Священнослужители привлекались ойратскими ханами не только как секретари-писари, но и как дипломаты. В частности, сын боярский В. Былин, посетивший джунгарского хунтайджи Сенге в 1667–1668 гг., упоминает, что тот направил в Россию своего посла «лабу»[149]
. Впрочем, вероятно в связи с вышеупомянутой сильной личной властью правителей Джунгарского ханства, буддийские иерархи не играли в нем столь значительной политической роли, как в халхасских владениях, поэтому упоминания путешественников о них весьма немногочисленны.В стационарной ставке («урге») Галдан-Цэрена, по сообщению И. П. Фалька, был «огромный и прекрасный сад с плодоносными деревьями и другими растениями». Так что, неудивительно, что после покорения Джунгарии маньчжуры сумели быстро заселить ее китайцами-земледельцами, выходцами из Восточного Туркестана и, как уже отмечалось выше, привлечь к земледелию и самих ойратов[151]
. Пытался Галдан-Цэрен поставить на регулярную основу и добычу соли, видя в ней эффективный источник доходов (как за счет торговли, так и за счет налогов). Однако когда в горах, где его работники занимались соледобычей, случилось несколько обвалов и погибли люди, он официально запретил эту деятельность[152].Не имея значительного опыта в промышленной сфере, ойраты активно привлекали для организации различных производственных предприятий иностранцев. И. Д. Чередов упоминает, что встретил в Джунгарии «тоболского бронника» Т. Зеленовского, которого хотел даже схватить и забрать в Россию, но его ойратские сопровождающие резко воспротивились этому, пригрозив гневом хунтайджи, ибо ремесленник «идет в контайшину землю своею волею»[153]
. Практика привлечения «иностранных специалистов» продолжалась в Джунгарском ханстве и в дальнейшем — достаточно вспомнить шведского сержанта И. Г. Рената, прожившего в Джунгарии с 1716 по 1733 гг.[154]Купцы А. Верхотуров и С. Колмогоров в начале 1740-х годов, Ф. Аблязов и И. Ушаков (1745) и сержант Е. Филимонов (1751), упоминают, что русский беглец И. Михайлов, подобно шведскому сержанту, организовал в ханской ставке «завод медной» для литья пушек. Еще один «колыванских заводов беглой Ефим Вязмин, он же Билдяга» (в других источниках — Вяземский), сначала устроил в Яркенде «завод серебряной», который, однако, был «з довольным убытком оставлен и брошен», и энергичный беглец вместо него основал «завод кожевенной и делает кожи красные»[155]

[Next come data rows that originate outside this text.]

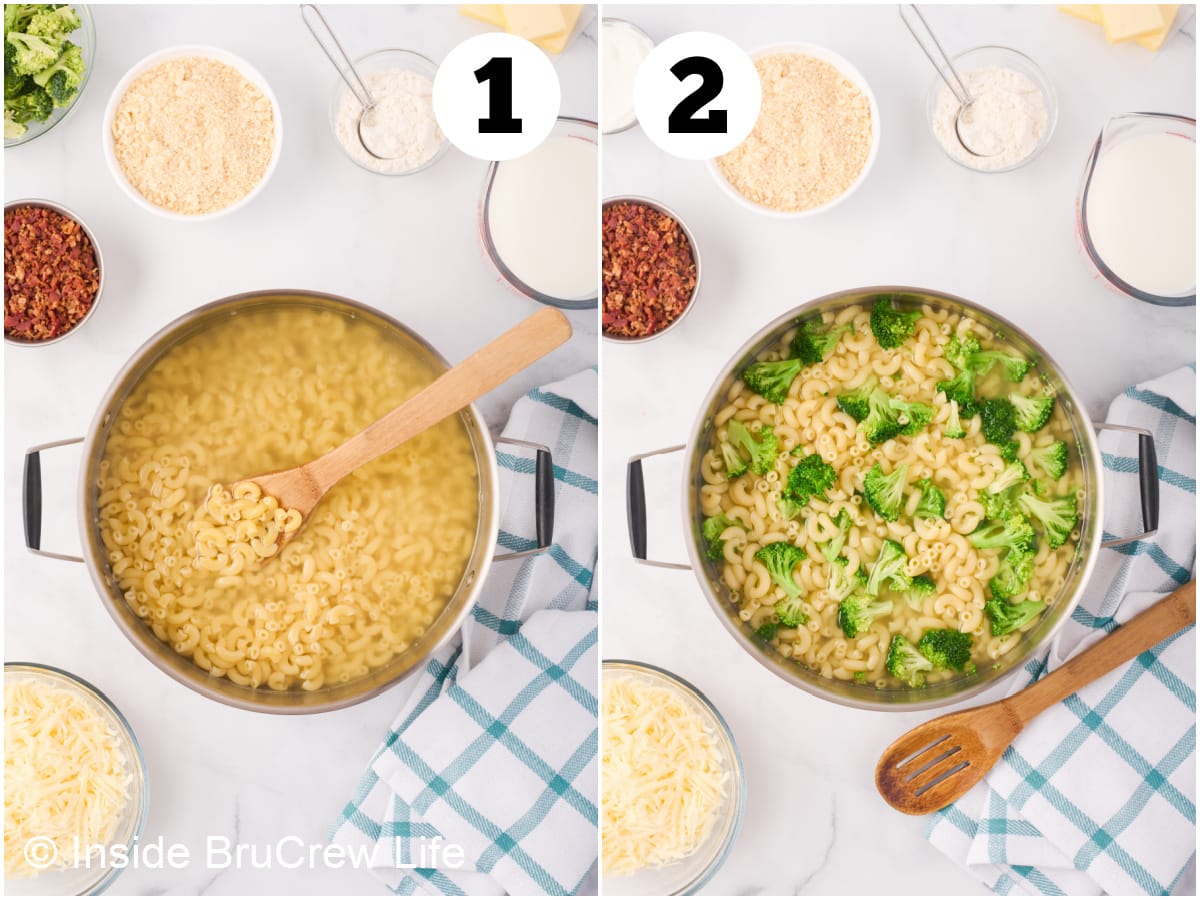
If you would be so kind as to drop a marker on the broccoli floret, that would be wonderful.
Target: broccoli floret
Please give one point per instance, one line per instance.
(857, 612)
(1031, 413)
(1057, 516)
(17, 16)
(16, 85)
(885, 493)
(735, 463)
(954, 424)
(921, 588)
(946, 648)
(888, 568)
(53, 22)
(933, 502)
(1011, 477)
(791, 612)
(811, 477)
(996, 505)
(892, 327)
(832, 549)
(906, 663)
(1013, 576)
(1051, 459)
(1013, 532)
(959, 349)
(1011, 617)
(711, 532)
(772, 379)
(61, 81)
(999, 420)
(841, 581)
(756, 454)
(911, 417)
(12, 129)
(814, 341)
(780, 559)
(856, 403)
(31, 107)
(1014, 366)
(960, 390)
(31, 53)
(879, 415)
(882, 421)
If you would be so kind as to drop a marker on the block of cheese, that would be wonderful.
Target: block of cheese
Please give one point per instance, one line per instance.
(534, 21)
(557, 43)
(491, 13)
(1155, 39)
(1123, 22)
(1087, 12)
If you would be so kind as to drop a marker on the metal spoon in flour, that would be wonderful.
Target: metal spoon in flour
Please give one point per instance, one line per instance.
(358, 87)
(960, 94)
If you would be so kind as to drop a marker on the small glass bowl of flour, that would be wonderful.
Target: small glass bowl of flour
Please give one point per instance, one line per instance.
(1013, 115)
(401, 126)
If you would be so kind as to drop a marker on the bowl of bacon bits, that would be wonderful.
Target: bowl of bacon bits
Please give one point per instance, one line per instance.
(649, 269)
(52, 273)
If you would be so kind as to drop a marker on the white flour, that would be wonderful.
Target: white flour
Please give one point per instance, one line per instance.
(401, 125)
(1005, 123)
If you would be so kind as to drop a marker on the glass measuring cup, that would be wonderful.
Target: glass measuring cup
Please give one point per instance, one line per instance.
(1117, 131)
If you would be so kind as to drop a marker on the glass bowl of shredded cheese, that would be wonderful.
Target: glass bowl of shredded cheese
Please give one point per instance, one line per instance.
(673, 787)
(76, 786)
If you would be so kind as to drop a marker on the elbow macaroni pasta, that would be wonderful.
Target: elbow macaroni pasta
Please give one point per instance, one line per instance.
(382, 553)
(810, 420)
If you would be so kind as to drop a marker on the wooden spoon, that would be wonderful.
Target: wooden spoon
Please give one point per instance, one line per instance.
(301, 487)
(937, 762)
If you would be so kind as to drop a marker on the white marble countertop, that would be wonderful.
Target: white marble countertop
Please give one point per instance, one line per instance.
(814, 822)
(406, 245)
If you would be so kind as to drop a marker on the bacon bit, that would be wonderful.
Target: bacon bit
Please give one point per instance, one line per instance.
(648, 270)
(51, 276)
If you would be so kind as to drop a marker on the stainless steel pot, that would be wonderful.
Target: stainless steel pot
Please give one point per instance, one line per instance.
(867, 696)
(184, 670)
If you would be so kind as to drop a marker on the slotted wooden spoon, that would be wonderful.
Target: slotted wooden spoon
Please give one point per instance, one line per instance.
(301, 487)
(937, 762)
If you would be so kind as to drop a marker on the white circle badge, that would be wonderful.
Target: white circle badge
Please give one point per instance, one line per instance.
(496, 96)
(697, 95)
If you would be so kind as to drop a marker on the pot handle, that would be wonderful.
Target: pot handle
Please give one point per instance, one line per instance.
(1147, 483)
(31, 499)
(544, 499)
(635, 508)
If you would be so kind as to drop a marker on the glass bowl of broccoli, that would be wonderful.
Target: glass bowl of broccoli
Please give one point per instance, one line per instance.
(48, 58)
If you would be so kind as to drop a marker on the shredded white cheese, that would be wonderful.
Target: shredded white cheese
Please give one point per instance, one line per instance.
(664, 779)
(65, 774)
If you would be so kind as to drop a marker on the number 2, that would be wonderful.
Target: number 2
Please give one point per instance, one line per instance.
(683, 119)
(498, 75)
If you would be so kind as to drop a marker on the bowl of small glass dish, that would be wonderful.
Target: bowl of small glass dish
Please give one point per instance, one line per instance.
(564, 127)
(624, 24)
(695, 258)
(1006, 58)
(693, 873)
(12, 341)
(93, 877)
(384, 60)
(85, 39)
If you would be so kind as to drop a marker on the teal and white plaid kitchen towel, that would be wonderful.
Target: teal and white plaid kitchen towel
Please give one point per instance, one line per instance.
(496, 751)
(1098, 793)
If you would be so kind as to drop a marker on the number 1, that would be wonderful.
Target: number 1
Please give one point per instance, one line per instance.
(498, 75)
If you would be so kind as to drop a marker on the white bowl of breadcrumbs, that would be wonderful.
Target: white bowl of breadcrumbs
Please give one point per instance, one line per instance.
(815, 141)
(192, 132)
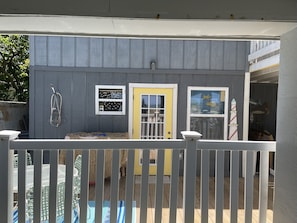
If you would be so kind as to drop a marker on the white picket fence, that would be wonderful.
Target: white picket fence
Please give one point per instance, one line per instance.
(189, 146)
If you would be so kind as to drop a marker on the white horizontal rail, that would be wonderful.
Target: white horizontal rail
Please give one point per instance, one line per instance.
(53, 144)
(236, 145)
(264, 51)
(190, 147)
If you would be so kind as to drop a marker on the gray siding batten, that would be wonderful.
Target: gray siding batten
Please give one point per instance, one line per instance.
(54, 51)
(96, 54)
(123, 53)
(203, 54)
(163, 54)
(217, 55)
(137, 53)
(177, 54)
(82, 52)
(32, 50)
(68, 52)
(109, 53)
(190, 56)
(150, 52)
(230, 52)
(40, 50)
(242, 61)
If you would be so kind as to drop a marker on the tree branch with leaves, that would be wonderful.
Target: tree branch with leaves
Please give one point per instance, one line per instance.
(14, 68)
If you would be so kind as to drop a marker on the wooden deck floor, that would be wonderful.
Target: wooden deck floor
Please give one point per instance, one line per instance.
(165, 211)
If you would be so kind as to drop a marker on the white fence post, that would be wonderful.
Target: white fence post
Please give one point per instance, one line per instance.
(190, 159)
(6, 167)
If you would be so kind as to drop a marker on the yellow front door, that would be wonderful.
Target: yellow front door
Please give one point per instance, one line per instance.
(152, 119)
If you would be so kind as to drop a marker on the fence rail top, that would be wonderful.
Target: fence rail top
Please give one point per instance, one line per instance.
(54, 144)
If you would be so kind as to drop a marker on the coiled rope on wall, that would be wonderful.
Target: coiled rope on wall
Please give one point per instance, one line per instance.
(56, 108)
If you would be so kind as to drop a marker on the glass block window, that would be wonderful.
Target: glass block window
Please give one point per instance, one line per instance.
(208, 111)
(110, 100)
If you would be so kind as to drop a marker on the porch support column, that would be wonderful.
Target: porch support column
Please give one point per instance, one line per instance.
(285, 202)
(190, 159)
(6, 168)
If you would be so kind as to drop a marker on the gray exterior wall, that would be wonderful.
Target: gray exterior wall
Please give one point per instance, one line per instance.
(75, 65)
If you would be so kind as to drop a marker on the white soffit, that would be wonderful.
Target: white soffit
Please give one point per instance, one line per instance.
(144, 28)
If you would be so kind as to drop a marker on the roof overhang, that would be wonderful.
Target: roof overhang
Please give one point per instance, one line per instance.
(143, 28)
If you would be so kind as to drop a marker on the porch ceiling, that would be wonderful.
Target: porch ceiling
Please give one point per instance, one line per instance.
(143, 28)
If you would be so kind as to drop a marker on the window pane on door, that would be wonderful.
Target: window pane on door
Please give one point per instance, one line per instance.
(209, 127)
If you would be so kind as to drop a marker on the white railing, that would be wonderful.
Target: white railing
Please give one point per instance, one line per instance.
(189, 145)
(264, 54)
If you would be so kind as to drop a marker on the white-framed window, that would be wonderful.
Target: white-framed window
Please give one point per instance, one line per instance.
(207, 111)
(110, 99)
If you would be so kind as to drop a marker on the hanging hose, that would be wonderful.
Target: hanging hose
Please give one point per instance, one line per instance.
(56, 108)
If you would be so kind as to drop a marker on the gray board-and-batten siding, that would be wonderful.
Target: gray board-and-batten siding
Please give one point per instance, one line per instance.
(75, 65)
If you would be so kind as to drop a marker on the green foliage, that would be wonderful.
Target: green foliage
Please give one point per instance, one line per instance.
(14, 68)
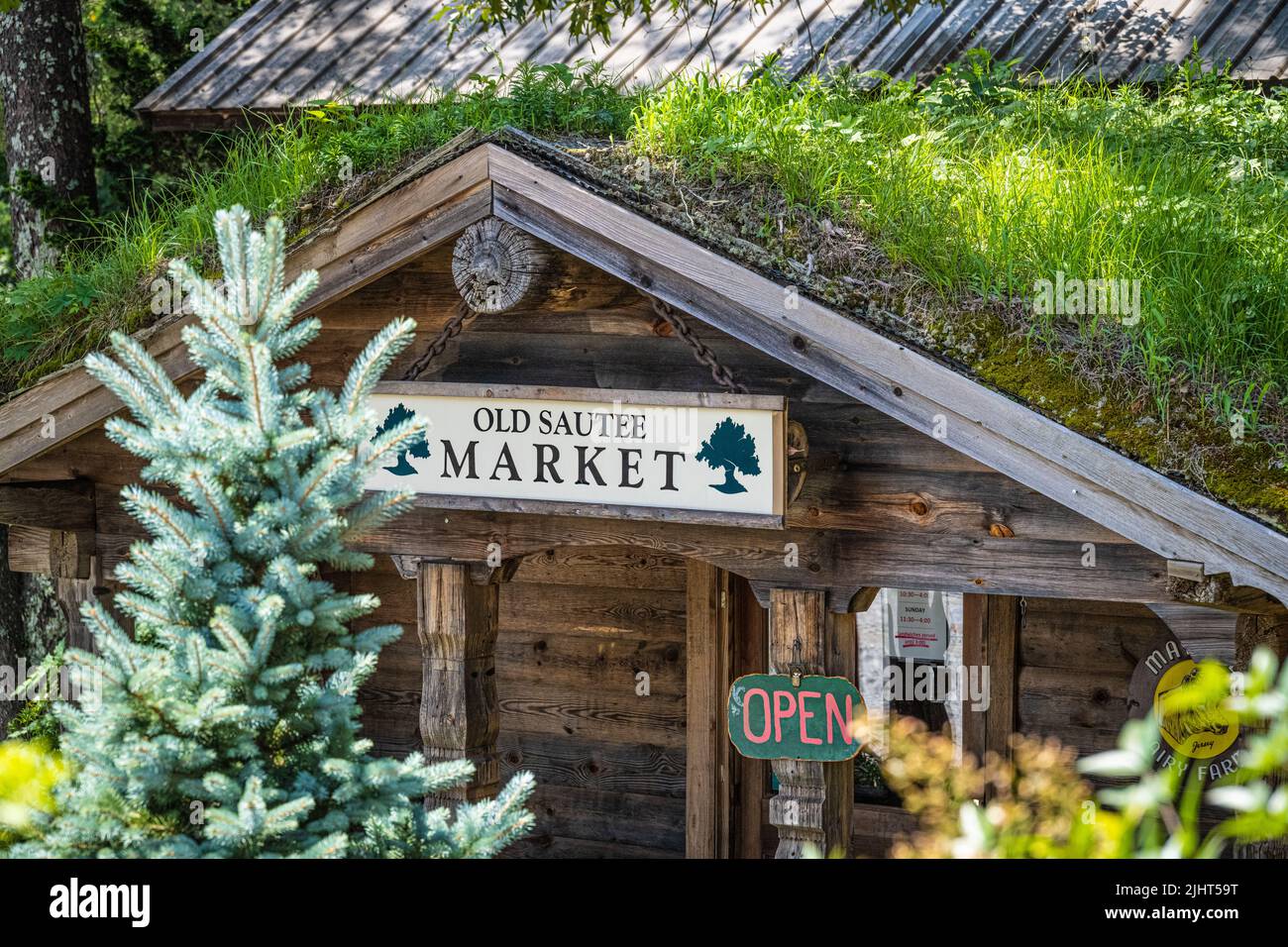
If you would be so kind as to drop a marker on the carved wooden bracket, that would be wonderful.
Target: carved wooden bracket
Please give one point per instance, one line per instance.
(481, 574)
(496, 265)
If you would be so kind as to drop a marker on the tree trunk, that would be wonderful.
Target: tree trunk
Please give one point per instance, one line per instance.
(47, 124)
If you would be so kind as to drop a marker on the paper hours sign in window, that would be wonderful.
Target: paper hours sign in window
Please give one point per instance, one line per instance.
(917, 625)
(690, 458)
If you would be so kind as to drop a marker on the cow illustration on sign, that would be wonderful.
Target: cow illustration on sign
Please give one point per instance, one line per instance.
(417, 449)
(730, 447)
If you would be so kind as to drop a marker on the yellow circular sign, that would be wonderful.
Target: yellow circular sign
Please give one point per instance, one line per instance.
(1199, 732)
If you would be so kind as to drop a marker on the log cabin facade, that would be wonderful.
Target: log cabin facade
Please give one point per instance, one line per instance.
(595, 647)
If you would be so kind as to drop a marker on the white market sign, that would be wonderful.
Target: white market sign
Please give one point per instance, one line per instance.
(700, 458)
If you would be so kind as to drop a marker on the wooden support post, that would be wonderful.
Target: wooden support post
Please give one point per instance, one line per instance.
(459, 714)
(814, 805)
(748, 630)
(1003, 630)
(706, 795)
(991, 638)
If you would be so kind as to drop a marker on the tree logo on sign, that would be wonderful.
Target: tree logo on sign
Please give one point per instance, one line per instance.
(416, 449)
(730, 447)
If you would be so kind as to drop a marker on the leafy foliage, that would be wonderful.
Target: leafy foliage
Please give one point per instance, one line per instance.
(1038, 806)
(29, 774)
(228, 723)
(316, 158)
(990, 182)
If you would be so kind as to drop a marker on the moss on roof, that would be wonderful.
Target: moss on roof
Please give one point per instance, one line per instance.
(930, 213)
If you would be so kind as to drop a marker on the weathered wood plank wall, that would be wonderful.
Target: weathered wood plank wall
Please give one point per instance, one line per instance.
(576, 629)
(578, 624)
(1074, 668)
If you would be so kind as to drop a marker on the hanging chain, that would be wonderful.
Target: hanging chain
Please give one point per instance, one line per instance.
(700, 351)
(450, 331)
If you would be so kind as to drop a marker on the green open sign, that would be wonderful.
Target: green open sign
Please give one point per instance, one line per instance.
(771, 719)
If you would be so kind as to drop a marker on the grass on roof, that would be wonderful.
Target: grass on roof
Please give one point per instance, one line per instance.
(983, 182)
(106, 282)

.Отметим, что все упомянутые русские, в отличие от Рената, оказывались на службе у ойратских правителей по своей воле и, соответственно, обладали не просто свободным, но и привилегированным положением, что, конечно же, повышало их заинтересованность в своей деятельности. Естественно, регулирование статуса «иностранных специалистов» не нашло отражения в традиционном праве ойратов, и монархам Джунгарского ханства приходилось самим решать подобные вопросы своими текущими распоряжениями.